En el furor mediático sobre la tecnología que nos rodea, uno de los foros sobre cambio y liderazgo más relevantes del planeta Leading Edge Forum (LEF) ha enfriado las expectativas de los más optimistas. Su visión sobre la transformación digital de los negocios es que ocupará gran parte de la próxima década aunque muchos de sus proyectos no darán fruto a corto plazo.

Según este reciente análisis, pueden diferenciarse tres grandes categorías en cualquier iniciativa de transformación: modernización tecnológica, transformación empresarial y disrupción sectorial. Si bien la primera es la fase mejor entendida hoy y podría considerarse en curso, las otras dos tardarán aún en manifestarse, según los analistas de LEF.

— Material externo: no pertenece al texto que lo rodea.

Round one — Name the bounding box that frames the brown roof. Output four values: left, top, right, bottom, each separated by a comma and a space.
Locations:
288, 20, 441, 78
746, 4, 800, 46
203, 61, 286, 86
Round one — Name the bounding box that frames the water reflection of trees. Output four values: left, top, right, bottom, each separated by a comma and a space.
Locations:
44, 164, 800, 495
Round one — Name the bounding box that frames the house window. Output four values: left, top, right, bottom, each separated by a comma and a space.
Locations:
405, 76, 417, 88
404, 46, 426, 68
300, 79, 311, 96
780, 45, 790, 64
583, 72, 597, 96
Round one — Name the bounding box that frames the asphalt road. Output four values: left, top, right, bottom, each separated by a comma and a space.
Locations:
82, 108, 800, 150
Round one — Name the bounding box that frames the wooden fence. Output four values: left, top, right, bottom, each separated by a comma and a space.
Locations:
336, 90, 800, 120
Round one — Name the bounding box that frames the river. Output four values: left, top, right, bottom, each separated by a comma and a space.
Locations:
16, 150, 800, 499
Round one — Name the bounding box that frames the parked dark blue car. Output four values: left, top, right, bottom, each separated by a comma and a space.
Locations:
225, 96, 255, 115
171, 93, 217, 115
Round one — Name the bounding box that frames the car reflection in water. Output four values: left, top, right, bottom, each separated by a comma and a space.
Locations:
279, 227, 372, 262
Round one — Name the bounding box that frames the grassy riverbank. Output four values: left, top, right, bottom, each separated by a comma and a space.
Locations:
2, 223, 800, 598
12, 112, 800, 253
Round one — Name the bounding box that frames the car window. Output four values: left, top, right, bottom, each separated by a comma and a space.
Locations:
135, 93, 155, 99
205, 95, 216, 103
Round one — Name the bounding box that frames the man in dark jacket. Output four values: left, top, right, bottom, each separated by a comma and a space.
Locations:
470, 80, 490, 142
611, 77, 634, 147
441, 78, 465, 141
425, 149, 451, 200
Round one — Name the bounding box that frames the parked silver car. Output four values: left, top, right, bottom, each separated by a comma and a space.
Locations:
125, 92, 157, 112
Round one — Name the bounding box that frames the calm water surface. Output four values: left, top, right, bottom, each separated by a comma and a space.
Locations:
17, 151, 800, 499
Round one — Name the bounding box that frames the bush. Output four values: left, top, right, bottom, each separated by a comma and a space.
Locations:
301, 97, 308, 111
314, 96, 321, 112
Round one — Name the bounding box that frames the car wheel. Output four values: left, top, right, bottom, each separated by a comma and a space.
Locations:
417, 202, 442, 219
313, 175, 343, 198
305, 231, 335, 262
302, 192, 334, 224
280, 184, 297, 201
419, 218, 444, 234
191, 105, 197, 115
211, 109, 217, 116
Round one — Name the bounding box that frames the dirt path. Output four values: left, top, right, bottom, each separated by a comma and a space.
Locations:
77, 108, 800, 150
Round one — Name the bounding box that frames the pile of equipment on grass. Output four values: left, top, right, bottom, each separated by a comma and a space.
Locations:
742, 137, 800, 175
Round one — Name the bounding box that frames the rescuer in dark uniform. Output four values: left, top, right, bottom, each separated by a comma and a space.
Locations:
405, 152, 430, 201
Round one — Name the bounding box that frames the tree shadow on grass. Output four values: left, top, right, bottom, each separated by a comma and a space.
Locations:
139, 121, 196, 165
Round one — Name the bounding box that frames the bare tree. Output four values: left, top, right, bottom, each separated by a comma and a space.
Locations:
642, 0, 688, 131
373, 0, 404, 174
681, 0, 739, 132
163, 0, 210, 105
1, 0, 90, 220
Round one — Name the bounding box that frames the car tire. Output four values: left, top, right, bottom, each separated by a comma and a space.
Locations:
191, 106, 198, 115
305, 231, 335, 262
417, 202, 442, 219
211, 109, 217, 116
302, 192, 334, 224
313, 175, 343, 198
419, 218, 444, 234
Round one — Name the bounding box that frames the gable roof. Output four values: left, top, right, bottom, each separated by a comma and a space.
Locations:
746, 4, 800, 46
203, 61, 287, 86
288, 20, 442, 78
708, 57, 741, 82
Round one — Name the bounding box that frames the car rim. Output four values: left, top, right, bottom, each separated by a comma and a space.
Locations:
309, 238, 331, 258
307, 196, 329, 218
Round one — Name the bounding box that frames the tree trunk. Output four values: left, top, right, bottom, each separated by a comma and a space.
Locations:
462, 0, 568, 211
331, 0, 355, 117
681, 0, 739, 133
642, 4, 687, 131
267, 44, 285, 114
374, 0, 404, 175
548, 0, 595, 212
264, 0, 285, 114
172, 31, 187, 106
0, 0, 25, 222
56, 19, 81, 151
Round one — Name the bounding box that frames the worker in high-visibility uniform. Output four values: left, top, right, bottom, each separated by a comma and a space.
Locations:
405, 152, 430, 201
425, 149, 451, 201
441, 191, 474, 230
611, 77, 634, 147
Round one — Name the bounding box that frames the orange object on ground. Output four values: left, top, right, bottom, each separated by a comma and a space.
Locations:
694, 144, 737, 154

La transformación del negocio es la nueva forma que encuentran las organizaciones para adaptarse con éxito al nuevo entorno comercial, supone cambios de estrategia, de modelos comerciales, de cultura y/o de plantilla. La disrupción sectorial viene provocada por la irrupción de iniciativas empresariales innovadoras (start-up) que plantean a las empresas instaladas tradicionales una forma de competencia extrema por el mercado, con nuevos y agresivos procedimientos. Estas dos categorías resultan esenciales para el futuro de cualquier organización, ya que suponen el cambio radical que deberá afrontar para triunfar en la futura realidad digital, marcada por las nuevas y exigentes formas de interactuar que exigirán sus clientes.

El sentido común corporativo indica que la transformación empresarial necesaria requiere un compromiso innegociable de los ejecutivos por impulsar el aprovechamiento de las plataformas tecnológicas más disruptivas, que conllevan grandes cambios en sus estructuras y promueven una vocación absoluta hacia lo digital.

Por ello están apareciendo de manera continua nuevas incubadoras de negocios, laboratorios tecnológicos que alimentan la voluntad adquiriente de start-ups con planteamientos que rompen los moldes del pasado y aportan un punto de vista alternativo. El sector tecnológico, con empresas líderes como Microsoft, Amazon, Google o AT&T han hecho que la adopción de plataformas en la nube y de las telecomunicaciones inalámbricas sea el nuevo campo donde desarrollarse y subsistir. Esto sin considerar la dinámica en las empresas chinas cuyo reconocimiento por occidente todavía no es acorde con su importancia creciente.

Pero fuera del ámbito estrictamente tecnológico, los esfuerzos de transformación son incipientes e irregulares. Pocas empresas son aún conscientes de la relevancia fundamental de la transformación para sobrevivir y la mayoría de las empresas suele reconocer que apenas ha cubierto el 20% de su camino, lo que corrobora la opinión del foro LEF y su enfriamiento de expectativas para la próxima década.

Es útil y necesario recordar ahora las palabras de Jeroen Tas, director de estrategia e innovación de Royal Philips, en una entrevista también recogida por LEF: “Se trata de transformarse mientras se está funcionando. Si solo haces una de las dos cosas, no logras el éxito”.

Algunos protagonistas de esta nueva era recomiendan que las organizaciones vigilen sus resultados trimestrales, sin perder de vista el horizonte, la visión, de los próximos 3 ó 4 años. La enorme brecha digital que se ha abierto en muchos negocios y organizaciones obliga a fijarse un objetivo de transformación digital a largo plazo. “Llevamos una década intentando que los datos impulsen nuestro negocio y apenas aprovechamos un 20% de su potencial”, recuerdan en el mismo Foro.

Hoy las organizaciones pueden disponer de todos los medios para aprovechar el enorme patrimonio de información que atesoran sus negocios, poder analizarlo y ponerlo al servicio de los cambios que impone el mercado. En especial, los exigidos por el cliente, el consumidor, el ciudadano y el empleado. Pero para ese aprovechamiento queda aún mucho camino por recorrer.